What does the grant cover?
Though the employer and the government will pay two-thirds of the hours not worked between them, the government’s contribution will be capped at £697.72 per month. It’s also important to note that the money is paid by the government in arrears.
The government’s contribution is towards wages only. It does not cover National Insurance contributions or pension contributions, which the employer will remain liable for.
No detail has been provided yet as to how an employee’s usual wages will be calculated, but we expect it to be along the same lines as the furlough scheme. What we do know is that the calculation will be for normal, contractual salary amounts.
Finally, the guidance says that the employers cannot top up pay to 100% and still use the scheme – another big difference from furlough.
What are reduced hours?
The employee must be working at least one-third of their usual hours to qualify for this scheme. For time worked, the employer should pay, in full, their normal contractual wage. For time not worked, the employee will be paid two-thirds of their remaining usual wage.

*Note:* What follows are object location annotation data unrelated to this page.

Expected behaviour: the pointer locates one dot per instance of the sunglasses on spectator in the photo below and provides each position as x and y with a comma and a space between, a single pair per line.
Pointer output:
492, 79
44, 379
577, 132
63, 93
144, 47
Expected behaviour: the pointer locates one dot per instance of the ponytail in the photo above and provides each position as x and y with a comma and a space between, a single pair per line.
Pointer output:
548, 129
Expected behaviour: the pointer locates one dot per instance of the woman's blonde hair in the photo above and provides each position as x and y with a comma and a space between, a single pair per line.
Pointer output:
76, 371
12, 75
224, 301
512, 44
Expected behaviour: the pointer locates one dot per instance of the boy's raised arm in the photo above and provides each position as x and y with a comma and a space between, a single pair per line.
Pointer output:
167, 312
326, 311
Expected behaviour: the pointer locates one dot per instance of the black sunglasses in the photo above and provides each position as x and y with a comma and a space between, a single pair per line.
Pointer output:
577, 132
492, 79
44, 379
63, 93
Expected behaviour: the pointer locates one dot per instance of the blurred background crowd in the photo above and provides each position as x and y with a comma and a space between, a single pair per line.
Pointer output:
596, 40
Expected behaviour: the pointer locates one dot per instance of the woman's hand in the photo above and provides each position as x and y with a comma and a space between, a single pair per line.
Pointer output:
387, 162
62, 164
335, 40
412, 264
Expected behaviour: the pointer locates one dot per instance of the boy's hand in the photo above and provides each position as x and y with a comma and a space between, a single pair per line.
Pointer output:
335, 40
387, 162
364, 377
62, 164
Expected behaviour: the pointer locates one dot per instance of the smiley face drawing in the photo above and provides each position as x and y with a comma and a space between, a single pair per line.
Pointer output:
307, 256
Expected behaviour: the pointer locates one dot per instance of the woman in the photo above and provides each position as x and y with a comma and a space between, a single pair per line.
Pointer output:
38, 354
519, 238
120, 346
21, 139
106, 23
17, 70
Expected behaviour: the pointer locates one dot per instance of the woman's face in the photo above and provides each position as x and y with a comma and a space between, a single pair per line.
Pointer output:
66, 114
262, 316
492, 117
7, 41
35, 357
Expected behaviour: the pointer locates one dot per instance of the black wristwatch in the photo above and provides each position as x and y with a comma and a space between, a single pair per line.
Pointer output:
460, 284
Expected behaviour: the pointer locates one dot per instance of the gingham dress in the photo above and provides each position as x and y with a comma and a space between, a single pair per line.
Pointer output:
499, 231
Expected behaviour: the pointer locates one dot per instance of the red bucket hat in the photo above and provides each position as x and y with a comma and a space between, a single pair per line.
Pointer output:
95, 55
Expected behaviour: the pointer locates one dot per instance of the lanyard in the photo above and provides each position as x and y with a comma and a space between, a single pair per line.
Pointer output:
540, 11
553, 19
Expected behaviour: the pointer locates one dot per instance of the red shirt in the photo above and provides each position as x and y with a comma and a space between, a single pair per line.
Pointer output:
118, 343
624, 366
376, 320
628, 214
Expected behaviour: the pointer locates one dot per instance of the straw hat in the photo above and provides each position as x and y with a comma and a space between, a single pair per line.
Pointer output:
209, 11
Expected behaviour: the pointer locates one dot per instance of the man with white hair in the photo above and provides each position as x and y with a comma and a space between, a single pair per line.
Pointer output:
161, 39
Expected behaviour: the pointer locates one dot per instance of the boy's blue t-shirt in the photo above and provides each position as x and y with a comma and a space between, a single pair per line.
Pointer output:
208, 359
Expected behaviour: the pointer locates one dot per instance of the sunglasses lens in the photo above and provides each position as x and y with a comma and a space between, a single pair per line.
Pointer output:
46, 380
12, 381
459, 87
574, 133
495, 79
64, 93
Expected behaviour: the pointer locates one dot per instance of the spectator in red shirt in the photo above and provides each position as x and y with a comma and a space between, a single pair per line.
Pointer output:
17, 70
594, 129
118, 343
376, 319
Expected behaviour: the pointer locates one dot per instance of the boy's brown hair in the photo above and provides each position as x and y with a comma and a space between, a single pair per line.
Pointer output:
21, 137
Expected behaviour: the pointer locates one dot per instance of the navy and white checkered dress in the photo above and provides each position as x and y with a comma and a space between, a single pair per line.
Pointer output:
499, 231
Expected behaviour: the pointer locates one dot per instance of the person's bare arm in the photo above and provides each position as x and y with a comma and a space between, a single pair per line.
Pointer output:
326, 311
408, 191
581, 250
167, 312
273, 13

It’s important to note that employees can not be made redundant or put on notice of redundancy during the period within which the employer is claiming the grant. This is another big departure from the furlough scheme.
In practice, this means that if you put an employee on the scheme during November, you could not serve notice of redundancy on them until December. And if you did that, you couldn’t claim any Job Support Scheme grant for the month of December.
It’s not clear at this stage whether you can consult about redundancy whilst claiming the grant.
How do you claim?
From December, employers will be able to make a claim through a portal on GOV.UK.
Employers must agree new short-term working arrangements with their staff. It’s likely to involve a change of contract, which needs to be done by agreement, and the employee needs to be notified in writing.
HMRC can then request a copy of this if required.
What are the potential issues?
Despite its aims, the new Job Support Scheme is not quite the lifeline employers had hoped. In fact, the highest amount anyone can claim under the scheme still constitutes a 66% reduction compared to the furlough scheme.
What’s more, the scheme arguably makes little sense for employers, as it requires them to pay someone 55% of their salary for them to work 33% of the time.
Another big concern is around the concept of a “viable job”. Once again, this does not address the sectors that are experiencing depressed demand.
A similar issue surrounds those who are clinically extremely vulnerable. Many of those people have remained furloughed in the hope that the situation may have improved enough to encourage them to return to work by the end of November. However, given the recent surge in cases, the virus will be even more prevalent by then and there’s nothing to support these individuals under this new scheme.
There’s also an issue with timing. Given the requirement to consult for at least 45 days for a proposal to make 100-plus redundancies, the Chancellor’s announcement came too late, as those processes will have started in the middle of October to coincide with the end of the furlough scheme.
Part of a fair consultation process involves considering alternatives to redundancy, and this would certainly include utilising the Job Support Scheme. This may well mean having to pause the consultation process.
Finally, given that the scheme pays out in arrears, this may hamper an employer who needs to make redundancies at short notice. They may be forced into paying employees inflated salaries without any way to recover this should the need for urgent job losses arise.
For employers, now is a good time to start assessing which members of your workforce you can claim for, how many hours need to be worked, and if it’s even economically viable to utilise the scheme.
Think about how you would bring about the change in hours. It’s likely that most employees will be willing to agree to reduced hours as an alternative to redundancy, but if you have individuals who refuse, you could be forced to look at dismissal and re-engagement. If so, this might involve some collective consultation, which will be another time factor to build into your plans.